8月28日、米大手複合企業ゼネラル・エレクトリック(GE)は、今月就任したジョン・フラナリーCEOの下で、産業用ソフトウェア事業におけるコスト削減や利益拡大を来年実現したいと考えており、他社との提携拡大や株式一部売却も検討している。写真は同社ロゴ。ニューヨーク証券取引所で2016年6月撮影(2017年 ロイター/Brendan McDermid)

[ニューヨーク 28日 ロイター] - 米大手複合企業ゼネラル・エレクトリック(GE)は、今月就任したジョン・フラナリー最高経営責任者(CEO)の下で、産業用ソフトウェア事業におけるコスト削減や利益拡大を来年実現したいと考えており、他社との提携拡大や株式一部売却も検討している。

 この部門に詳しい関係者が明らかにした。

 ジェフリー・イメルト前CEOは6年間の歳月と40億ドル(約4400億円)超のコストを投じて、創業125年のGEを「デジタル・インダストリアル・カンパニー」へと変貌させようとしていた。

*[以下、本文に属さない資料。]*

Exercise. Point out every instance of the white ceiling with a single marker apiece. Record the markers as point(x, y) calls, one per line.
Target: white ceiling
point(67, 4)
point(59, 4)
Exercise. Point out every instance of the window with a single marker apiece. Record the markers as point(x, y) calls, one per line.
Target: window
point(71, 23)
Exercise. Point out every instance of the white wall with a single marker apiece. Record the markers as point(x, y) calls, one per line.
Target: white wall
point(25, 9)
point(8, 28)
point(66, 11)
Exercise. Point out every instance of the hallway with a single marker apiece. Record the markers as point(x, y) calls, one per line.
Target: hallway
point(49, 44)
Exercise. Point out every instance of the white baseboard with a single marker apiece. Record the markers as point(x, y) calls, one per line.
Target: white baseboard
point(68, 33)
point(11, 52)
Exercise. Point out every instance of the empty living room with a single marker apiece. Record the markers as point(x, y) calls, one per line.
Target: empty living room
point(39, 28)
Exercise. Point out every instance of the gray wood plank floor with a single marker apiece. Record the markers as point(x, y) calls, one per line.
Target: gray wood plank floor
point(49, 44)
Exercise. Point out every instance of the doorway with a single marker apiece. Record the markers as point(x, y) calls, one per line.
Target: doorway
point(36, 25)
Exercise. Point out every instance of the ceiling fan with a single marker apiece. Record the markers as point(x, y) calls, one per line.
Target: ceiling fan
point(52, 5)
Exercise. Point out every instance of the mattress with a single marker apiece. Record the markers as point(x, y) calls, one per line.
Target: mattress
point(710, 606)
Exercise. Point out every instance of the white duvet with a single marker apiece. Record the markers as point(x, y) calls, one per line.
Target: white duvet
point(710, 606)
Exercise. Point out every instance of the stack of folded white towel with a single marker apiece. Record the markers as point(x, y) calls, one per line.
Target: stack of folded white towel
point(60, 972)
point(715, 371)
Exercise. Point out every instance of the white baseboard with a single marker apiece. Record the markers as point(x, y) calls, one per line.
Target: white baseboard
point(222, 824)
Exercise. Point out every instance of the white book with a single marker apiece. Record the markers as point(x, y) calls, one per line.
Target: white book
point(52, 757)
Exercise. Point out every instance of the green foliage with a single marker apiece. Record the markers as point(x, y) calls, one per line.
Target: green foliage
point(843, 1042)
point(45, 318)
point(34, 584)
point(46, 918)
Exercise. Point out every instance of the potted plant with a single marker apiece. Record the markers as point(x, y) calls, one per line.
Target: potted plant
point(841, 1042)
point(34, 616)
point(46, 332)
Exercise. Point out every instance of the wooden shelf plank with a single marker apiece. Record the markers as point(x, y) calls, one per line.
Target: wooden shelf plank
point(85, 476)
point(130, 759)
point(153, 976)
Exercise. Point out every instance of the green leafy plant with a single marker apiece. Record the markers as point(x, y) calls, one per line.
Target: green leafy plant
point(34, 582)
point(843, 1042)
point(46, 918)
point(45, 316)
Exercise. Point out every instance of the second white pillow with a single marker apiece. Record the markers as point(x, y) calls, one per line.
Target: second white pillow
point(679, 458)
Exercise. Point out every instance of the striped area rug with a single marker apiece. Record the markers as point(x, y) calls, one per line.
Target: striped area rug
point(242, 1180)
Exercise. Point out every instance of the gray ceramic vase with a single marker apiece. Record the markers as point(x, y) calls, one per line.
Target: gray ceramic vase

 だが、タービンやエレベーターなどの産業機器にコンピューターを接続し、故障予知や運用コスト削減を可能とする「プレディクス」と呼ばれる情報ソフトウェア基盤は、技術上の問題を抱えており、その事業スケジュールに遅れが出ていた。

 GEは今春、これまで報告されていなかったプレディクスの問題に対処するため、2ケ月におよぶ異例の「一時中断」を宣言。修復が軌道に乗れば、同社は今後、エネルギー、航空、石油・ガス産業の既存顧客に対する営業活動に注力しつつ、他セクターの新規顧客開拓は縮小していくことになる、と上級幹部3人がロイターに語った。

「収益の伸びが最も速い市場にリソースを投入する」とGEデジタルのビル・ルーCEOはインタビューで語った。